Sin embargo, Álvaro García Meseguer
(¿Es sexista la lengua española?, 1994) sostiene que el
masculino sí puede funcionar perfectamente como genérico, y que la
supuesta ambigüedad se puede resolver perfectamente tanto por el
contexto, como marcando el masculino específico con el término
varón en expresiones del tipo ‘¿cuántos tíos varones tiene
Xaquín?’. Para tratar de demostrarlo, este autor se pregunta quien
sería la ingenua de la alumna que no asista a un examen anunciado en
el tablón de anuncios en un aviso “convocando a todos los alumnos
para el día tal. Si una alumna no se presenta al examen por estimar
que el aviso tan sólo concernía sus compañeros varones, ¿cuál
sería la reacción del profesor? Sin duda, ella o él suspendería a
la alumna por estúpida” (1994: 77). Ahora bien, hay que
preguntarse qué reacción debería tener esa misma alumna si en otra
esquina del tablón ve un aviso en el que se anuncia “se busca
compañero/a de piso”, que es sin duda la fórmula más habitual de
indicar en los anuncios que se aceptan tanto a chicas como a chicos;
o si unos minutos antes en la cafetería lee anuncios de empleo en
los que también se suele indicar de forma explícita cuando se
aceptan candidatas/os de ambos sexos. Estos diferentes
comportamientos en cuanto a la interpelación de las mujeres en el
lenguaje podría llevar a la perversa conclusión de que cuando
interesa (incluso económicamente) que no haya lugar a dudas sobre la
inclusión de las mujeres, sí se incluyen explícitamente, mientras
que cuando no existe una motivación tan directa, la ‘molestia’
de utilizar un lenguaje inclusivo no vale la pena. De esta forma, las
mujeres estamos obligadas a desarrollar una doble “identidad
sexolingüística”, en palabras de Montserrat Moreno (Cómo se
enseña a ser niña en la escuela
, 1993), por la cuál desde muy
niñas tenemos que aprender a deducir cuando estamos o no incluidas
en ese masculino a veces supuestamente genérico.

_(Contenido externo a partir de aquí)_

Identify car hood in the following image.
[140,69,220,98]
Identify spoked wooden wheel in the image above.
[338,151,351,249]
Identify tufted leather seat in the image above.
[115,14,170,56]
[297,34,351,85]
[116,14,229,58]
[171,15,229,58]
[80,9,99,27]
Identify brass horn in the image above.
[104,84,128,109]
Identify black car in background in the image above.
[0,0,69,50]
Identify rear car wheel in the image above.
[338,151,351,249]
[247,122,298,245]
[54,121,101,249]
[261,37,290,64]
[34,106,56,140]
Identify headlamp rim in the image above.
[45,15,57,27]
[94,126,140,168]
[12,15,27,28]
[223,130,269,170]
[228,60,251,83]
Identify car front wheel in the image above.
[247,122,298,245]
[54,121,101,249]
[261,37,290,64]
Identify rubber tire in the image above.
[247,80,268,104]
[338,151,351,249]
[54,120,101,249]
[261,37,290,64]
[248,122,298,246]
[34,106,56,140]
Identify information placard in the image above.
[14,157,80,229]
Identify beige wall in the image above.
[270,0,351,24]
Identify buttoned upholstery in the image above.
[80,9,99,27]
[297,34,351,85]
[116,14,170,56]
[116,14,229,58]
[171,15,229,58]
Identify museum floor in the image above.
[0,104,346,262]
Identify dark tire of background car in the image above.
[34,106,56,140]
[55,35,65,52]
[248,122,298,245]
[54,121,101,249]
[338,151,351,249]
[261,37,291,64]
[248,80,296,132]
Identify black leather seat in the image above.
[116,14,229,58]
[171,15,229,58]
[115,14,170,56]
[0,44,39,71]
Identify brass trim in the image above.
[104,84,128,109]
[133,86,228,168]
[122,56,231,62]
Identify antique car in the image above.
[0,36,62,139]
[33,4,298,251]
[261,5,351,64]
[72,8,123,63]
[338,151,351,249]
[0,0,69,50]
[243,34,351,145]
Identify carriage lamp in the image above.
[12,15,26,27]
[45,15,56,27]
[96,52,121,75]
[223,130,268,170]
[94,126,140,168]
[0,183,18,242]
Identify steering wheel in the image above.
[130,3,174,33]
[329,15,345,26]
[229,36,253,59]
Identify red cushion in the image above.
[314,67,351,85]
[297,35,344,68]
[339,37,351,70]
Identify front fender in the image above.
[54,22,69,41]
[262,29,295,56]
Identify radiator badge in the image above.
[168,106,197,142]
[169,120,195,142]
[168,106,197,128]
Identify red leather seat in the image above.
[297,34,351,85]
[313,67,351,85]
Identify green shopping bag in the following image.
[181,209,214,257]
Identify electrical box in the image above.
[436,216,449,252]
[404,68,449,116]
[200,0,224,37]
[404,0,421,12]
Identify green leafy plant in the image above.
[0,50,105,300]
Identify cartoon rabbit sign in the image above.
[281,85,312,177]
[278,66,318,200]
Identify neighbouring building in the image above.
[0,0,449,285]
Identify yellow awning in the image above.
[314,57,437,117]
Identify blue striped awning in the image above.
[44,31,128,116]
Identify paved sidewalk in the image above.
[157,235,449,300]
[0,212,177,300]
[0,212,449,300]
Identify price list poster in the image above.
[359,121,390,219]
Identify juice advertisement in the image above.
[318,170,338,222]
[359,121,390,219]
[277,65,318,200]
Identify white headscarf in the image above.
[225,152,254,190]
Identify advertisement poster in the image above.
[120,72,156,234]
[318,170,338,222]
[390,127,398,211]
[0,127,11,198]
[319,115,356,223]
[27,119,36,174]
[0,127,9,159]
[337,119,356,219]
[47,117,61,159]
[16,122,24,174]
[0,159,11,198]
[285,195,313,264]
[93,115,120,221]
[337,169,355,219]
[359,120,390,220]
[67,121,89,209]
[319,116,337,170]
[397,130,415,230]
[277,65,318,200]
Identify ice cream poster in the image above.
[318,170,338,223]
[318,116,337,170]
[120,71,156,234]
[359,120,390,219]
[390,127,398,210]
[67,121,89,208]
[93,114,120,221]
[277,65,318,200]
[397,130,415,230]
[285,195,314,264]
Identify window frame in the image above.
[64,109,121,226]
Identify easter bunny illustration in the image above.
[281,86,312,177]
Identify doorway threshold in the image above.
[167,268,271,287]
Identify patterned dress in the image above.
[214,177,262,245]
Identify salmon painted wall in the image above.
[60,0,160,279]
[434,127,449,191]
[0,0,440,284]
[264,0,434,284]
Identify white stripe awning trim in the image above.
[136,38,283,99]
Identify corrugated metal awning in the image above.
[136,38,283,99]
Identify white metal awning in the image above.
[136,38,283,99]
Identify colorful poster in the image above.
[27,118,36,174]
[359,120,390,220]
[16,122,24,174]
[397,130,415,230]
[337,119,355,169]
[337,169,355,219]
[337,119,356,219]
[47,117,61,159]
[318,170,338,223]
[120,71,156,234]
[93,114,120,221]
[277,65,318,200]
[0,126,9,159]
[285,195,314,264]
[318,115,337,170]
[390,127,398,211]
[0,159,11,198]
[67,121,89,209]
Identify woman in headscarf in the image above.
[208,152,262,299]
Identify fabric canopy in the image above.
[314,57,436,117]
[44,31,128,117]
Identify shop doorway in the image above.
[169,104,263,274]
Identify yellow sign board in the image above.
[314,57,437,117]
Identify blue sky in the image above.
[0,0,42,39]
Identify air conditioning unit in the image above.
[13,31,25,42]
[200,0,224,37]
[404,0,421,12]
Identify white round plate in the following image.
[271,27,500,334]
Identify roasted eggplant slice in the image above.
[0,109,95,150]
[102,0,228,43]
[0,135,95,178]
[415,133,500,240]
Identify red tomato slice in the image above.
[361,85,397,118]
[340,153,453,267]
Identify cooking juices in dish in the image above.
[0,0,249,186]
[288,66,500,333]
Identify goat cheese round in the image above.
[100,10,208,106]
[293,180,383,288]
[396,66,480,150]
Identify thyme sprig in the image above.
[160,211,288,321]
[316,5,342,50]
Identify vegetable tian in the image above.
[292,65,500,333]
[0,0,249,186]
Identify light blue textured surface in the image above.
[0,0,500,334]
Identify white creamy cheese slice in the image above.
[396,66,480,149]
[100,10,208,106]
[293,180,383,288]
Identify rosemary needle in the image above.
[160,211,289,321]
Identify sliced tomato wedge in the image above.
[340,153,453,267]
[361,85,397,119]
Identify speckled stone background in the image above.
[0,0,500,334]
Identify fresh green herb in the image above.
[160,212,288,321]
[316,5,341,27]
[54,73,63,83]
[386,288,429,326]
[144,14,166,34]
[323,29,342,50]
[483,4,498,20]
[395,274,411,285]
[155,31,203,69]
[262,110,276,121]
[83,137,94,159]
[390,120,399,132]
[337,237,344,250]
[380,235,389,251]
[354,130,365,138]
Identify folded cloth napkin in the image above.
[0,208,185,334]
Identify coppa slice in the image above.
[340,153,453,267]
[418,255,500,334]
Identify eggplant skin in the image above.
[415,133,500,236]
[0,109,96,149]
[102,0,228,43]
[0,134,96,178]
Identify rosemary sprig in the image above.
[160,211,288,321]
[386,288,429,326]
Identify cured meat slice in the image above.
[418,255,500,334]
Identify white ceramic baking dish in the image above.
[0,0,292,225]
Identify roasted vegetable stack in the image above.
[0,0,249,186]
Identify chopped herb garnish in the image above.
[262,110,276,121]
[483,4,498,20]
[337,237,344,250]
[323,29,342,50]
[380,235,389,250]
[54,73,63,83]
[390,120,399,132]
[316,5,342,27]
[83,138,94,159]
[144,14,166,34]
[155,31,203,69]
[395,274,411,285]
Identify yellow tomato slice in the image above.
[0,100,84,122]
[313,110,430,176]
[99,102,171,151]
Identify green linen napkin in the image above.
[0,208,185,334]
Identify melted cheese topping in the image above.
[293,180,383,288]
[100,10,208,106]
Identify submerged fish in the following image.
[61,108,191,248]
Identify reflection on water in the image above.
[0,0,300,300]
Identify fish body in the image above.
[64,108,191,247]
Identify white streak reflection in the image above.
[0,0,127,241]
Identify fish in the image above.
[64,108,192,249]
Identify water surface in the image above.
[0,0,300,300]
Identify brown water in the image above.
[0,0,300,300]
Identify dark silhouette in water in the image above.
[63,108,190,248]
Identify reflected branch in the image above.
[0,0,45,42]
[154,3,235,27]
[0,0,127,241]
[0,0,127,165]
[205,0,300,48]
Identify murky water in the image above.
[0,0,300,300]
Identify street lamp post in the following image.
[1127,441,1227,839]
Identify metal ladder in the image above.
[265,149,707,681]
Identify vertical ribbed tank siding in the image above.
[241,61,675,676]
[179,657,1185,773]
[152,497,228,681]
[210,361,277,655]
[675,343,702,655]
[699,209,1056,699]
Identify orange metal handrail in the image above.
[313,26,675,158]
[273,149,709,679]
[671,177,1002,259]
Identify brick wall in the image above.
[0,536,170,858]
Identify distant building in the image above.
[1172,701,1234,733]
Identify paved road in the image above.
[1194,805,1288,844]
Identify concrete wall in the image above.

Dado que el supuesto masculino genérico
es una ficción patriarcal, desde los feminismos se propone evitarlo
recurriendo a estrategias como la neutralización (busca de términos
genéricos y neutros que no marquen el sexo como ‘alumnado’, ‘la
fiscalía’, ‘el personal docente’, ‘personas con
discapacidad’) o la especificación (especificar el sexo concreto
de la persona a la que se haga referencia, incorporando los dos
géneros en caso de referirse a personas de ambos sexos, mediante
duplicaciones, barras, arrobas, como ‘las niñas y niños’,
‘firma del/a interesada/o’, ‘bienvenid@’). Contra estas
estrategias se posicionan también las voces patriarcales, que acaban
pidiendo que “los instigadores de tan peregrinas copulaciones (…)
dejen de marearnos, de manera tan contumaz como inútil, con torpes
apareamientos y otros artificios lingüísticos (…) porque las
dobles formas vulneran las normas lingüísticas y no frenan el
sexismo” (Joan Busquet en El Periódico, 25/11/2006), lo que
sin duda hace que “quienes digan los ciudadanos y ciudadanas son
sin excepción farsantes y demagogos de los que nadie se debería
fiar” (Javier Marías en EPS, 13/7/2008). Desde el desprecio
y la ironía algún autor anuncia que procurará “que el género
neutro masculino, a pesar de haber funcionado tranquilamente toda la
puta vida, quede abolido a partir de ahora de mi panoplia expresiva”
(Arturo Pérez Reverte en El Semanal XL, 2/4/2000). Pero,
finalmente, como ninguna de estas opiniones tienen solidez, los
alaridos misóginos recurren a denunciar que las estrategias
feministas atacan a la inquebrantable y suprema ley de la economía
del lenguaje.

6. El lenguaje no sexista es
contrario a la economía del lenguaje

“Los empleados y las empleadas
gallegos y gallegas están descontentos y descontentas por haber sido
instados e instadas, e incluso obligados y obligadas, a declararse
católicos y católicas”. Éste es un ejemplo de lo que en
innumerables ocasiones se nos presenta como lenguaje no sexista en
aquellas instancias donde pretenden convencernos de lo absurdo que
resulta promover la inclusión lingüística de género, pues de
forma clara “para no ser sexistas, se violenta la economía
lingüística, pero eso qué más da” (Miguel García-Posada en El
País,
23/1/1997). En realidad, esto es sólo una verdad a
medias. Lo es desde por lo menos cuatro puntos de vista.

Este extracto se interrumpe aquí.